Friday, March 4, 2011

Lima Korban Lapindo Laporkan Oknum BPLS

The best course of action to take sometimes isn't clear until you've listed and considered your alternatives. The following paragraphs should help clue you in to what the experts think is significant.
JAKARTA, KOMPAS.com -Lima warga korban lumpur Lapindo mendatangiYayasan Lembaga Bantuan Hukum Indonesia (YLBHI) untuk meminta bantuan dan perlindungan hukum. Lima orang warga desa Besuki, Sidoarjo itu yakni M. Ekdar (35), Thoyib Bahri (48), Wahib (52), Muzakki (36), Mudiharto (39).
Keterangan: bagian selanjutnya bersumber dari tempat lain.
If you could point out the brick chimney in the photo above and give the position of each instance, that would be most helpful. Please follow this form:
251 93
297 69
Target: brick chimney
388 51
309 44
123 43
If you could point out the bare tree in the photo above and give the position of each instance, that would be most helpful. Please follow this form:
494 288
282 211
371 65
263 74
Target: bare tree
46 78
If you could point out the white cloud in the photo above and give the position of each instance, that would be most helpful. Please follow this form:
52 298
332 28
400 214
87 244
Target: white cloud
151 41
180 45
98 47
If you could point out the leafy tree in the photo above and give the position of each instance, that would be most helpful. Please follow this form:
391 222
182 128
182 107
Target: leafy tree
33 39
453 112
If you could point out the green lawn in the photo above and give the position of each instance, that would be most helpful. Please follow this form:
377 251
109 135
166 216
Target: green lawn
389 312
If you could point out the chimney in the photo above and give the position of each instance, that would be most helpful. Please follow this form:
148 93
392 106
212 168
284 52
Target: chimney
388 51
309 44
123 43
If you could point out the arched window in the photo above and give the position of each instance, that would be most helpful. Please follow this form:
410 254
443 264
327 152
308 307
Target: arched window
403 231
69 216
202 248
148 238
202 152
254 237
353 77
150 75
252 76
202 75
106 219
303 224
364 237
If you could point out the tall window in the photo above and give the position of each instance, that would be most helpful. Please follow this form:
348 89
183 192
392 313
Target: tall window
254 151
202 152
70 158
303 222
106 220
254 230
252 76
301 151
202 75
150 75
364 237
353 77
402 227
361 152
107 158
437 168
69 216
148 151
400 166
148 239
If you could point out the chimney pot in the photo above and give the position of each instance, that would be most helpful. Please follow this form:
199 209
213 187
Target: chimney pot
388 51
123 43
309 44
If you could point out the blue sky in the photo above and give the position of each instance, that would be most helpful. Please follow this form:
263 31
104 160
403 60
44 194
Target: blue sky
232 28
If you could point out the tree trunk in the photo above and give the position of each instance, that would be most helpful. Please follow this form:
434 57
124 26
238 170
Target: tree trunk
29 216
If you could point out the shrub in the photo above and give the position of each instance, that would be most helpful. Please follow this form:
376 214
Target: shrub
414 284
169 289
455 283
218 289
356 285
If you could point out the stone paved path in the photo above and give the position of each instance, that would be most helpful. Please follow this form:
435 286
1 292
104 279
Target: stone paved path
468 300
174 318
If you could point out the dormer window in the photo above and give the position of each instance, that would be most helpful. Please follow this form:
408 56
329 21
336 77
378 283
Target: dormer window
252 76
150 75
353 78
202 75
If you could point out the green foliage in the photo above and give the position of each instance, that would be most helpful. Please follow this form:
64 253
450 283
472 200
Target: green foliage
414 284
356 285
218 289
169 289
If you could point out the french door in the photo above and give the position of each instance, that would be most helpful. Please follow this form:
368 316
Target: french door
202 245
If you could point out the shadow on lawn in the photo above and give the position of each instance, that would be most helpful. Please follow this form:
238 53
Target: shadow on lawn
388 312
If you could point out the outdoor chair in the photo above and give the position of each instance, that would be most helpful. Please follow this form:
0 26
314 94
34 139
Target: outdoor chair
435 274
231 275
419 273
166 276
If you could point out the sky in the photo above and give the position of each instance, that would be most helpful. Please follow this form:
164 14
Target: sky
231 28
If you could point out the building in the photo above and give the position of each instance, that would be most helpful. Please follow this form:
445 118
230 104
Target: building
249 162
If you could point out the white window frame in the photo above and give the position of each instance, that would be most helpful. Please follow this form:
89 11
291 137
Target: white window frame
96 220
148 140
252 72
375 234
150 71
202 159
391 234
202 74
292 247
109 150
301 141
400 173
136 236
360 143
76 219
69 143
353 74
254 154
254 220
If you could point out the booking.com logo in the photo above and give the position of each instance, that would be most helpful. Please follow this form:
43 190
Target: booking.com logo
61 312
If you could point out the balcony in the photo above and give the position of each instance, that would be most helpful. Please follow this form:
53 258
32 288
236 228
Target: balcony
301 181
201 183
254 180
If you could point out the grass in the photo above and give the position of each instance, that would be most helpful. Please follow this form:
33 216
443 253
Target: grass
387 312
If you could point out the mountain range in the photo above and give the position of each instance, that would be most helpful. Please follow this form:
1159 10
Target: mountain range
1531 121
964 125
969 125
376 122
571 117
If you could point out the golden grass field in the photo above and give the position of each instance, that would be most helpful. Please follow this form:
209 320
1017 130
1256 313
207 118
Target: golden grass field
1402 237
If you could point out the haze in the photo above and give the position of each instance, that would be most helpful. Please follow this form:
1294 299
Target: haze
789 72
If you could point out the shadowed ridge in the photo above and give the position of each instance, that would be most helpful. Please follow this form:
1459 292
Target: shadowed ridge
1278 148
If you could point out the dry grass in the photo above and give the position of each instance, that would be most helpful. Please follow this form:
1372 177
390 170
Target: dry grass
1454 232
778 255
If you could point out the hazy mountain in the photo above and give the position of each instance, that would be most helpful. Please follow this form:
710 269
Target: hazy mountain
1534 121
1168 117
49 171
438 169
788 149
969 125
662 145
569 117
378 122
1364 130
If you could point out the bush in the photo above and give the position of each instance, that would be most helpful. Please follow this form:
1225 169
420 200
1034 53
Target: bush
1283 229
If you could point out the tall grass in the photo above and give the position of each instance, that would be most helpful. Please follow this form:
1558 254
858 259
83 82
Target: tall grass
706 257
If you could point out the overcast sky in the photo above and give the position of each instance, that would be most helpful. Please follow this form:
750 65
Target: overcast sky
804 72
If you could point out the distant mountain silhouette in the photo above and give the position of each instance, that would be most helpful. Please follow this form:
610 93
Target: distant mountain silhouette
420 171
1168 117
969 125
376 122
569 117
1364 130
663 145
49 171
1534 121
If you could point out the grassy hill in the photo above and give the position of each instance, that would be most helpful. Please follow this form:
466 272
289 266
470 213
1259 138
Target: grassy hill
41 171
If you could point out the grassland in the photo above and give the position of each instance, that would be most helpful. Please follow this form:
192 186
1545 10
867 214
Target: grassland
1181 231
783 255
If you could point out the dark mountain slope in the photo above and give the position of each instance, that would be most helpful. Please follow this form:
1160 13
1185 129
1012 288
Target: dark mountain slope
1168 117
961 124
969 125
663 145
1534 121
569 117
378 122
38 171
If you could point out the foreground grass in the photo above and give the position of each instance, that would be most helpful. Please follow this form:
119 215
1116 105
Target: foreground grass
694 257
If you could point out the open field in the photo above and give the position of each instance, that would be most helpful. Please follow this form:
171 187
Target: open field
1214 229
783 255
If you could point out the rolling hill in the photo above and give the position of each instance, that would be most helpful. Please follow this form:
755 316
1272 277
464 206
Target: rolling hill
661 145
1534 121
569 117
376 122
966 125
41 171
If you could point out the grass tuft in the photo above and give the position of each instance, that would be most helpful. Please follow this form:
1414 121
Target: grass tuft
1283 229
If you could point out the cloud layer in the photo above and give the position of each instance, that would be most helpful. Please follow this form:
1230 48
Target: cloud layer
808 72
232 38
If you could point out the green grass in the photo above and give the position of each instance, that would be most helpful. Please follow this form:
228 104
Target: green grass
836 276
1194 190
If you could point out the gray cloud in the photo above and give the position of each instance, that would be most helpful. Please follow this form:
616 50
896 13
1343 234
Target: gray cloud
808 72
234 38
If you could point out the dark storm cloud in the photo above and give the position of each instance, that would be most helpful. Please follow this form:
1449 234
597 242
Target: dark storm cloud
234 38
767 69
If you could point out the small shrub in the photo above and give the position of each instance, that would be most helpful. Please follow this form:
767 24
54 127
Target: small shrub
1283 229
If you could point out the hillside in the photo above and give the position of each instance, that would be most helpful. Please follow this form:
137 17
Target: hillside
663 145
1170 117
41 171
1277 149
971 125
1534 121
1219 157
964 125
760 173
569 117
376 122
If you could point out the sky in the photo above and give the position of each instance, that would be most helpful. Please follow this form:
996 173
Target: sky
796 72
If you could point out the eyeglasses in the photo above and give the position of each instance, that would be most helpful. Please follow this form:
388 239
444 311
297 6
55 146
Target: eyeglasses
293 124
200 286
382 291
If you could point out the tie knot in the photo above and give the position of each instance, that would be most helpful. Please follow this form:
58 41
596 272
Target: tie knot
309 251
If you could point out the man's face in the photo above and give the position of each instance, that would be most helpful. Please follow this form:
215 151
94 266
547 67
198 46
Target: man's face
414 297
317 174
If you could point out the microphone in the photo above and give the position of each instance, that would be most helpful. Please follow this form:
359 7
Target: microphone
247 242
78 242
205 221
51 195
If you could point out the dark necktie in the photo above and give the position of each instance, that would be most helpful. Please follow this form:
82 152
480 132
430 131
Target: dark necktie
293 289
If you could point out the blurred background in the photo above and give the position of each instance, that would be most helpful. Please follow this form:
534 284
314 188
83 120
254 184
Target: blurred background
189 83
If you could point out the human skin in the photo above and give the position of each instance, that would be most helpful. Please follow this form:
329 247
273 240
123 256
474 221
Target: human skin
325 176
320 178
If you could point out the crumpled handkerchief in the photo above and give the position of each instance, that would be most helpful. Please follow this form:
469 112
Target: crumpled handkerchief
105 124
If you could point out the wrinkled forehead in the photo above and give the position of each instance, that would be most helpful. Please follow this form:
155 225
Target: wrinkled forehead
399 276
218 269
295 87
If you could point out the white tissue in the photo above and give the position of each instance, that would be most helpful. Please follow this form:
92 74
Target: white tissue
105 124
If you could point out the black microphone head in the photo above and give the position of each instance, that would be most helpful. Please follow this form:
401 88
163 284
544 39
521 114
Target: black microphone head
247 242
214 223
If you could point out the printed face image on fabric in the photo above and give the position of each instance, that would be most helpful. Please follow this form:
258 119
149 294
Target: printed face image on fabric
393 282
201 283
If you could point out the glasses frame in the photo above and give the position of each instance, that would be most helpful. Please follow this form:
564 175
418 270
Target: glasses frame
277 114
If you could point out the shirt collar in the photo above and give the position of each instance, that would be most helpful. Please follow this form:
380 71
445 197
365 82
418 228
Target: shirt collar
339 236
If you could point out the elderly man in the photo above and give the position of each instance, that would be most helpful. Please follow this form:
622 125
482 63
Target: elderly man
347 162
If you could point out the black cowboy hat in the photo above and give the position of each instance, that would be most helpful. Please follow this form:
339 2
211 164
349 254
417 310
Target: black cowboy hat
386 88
Mereka menyatakansejak tahun 2008 tanah mereka yang termasuk dalam tanah Proses Ikatan Jual-Beli (PIJB) akibat peristiwa itu belum dibayar oleh pihak Badan Penanggulangan Lumpur Sidoarjo (BPLS). Menurut Mudiharto, ia bersama kelima temannya memiliki tanah yang berstatus tanah darat dan sesuai dengan Keputusan dari Kepala Bapel Badan Penanggulangan Lumpur Sidoarjo, Sunarso, sudah dijelaskan bahwa tanah darat memiliki nilai jual beli Rp 1 juta per meter persegi sedangkan tanah sawah bernilai jual Rp 120 ribu per meter persegi.

Namun di tahun yang berbeda dua oknum BPLS justru melakukan penyimpangan untuk mencari keuntungan atas kepada lima keluraga tersebut.Menurut Mugiharto, pada November 2008, Kepala Desa Besuki yang juga menjabat anggota tim verifikasi BPLS, M. Shirot meminta sejumlah bayaran agar tanah kelima warga itu dapat dibayar sebagai tanah darat, karena ia menganggap tanah tersebut masuk status tanah sawah.

Sementara itu, April 2009, pegawai dan anggota tim verifikasi BPLS lainnya, Bajuri, turut meminta kelima warga untuk mengajukan nominal tanah darat mereka hanya sebesar Rp 700 ribu per meter persegi. Tentunya harga ini tidak sesuai dengan keputusan sebelumnya.

Most of this information comes straight from the mobil keluarga ideal terbaik indonesia pros. Careful reading to the end virtually guarantees that you'll know what they know.

"Semua warga di desa kami sudah mendapat hasil dari proses ikatan jual beli itu, kecuali kami berlima. Padahal tanah kami ini kan tanah darat, yang seharusnya dibayarkan satu juta, bukan 700 ribu seperti yang dikatakan saudara Bajuri. Kepala desa kami juga minta fee, biar katanya tanah kami masuk tanah darat. Mereka beralasan, katanya tanah kami tanah sawah. Lha kalau tanah sawah kan harusnya 120 ribu permeter persegi, bukan 700 ribu. Ini yang kami pertanyakan. Permintaan mereka ini tidak ada dasar hukumnya," ujar Mugiharto saat jumpa pers di YLBHI, Jumat (4/3/2011).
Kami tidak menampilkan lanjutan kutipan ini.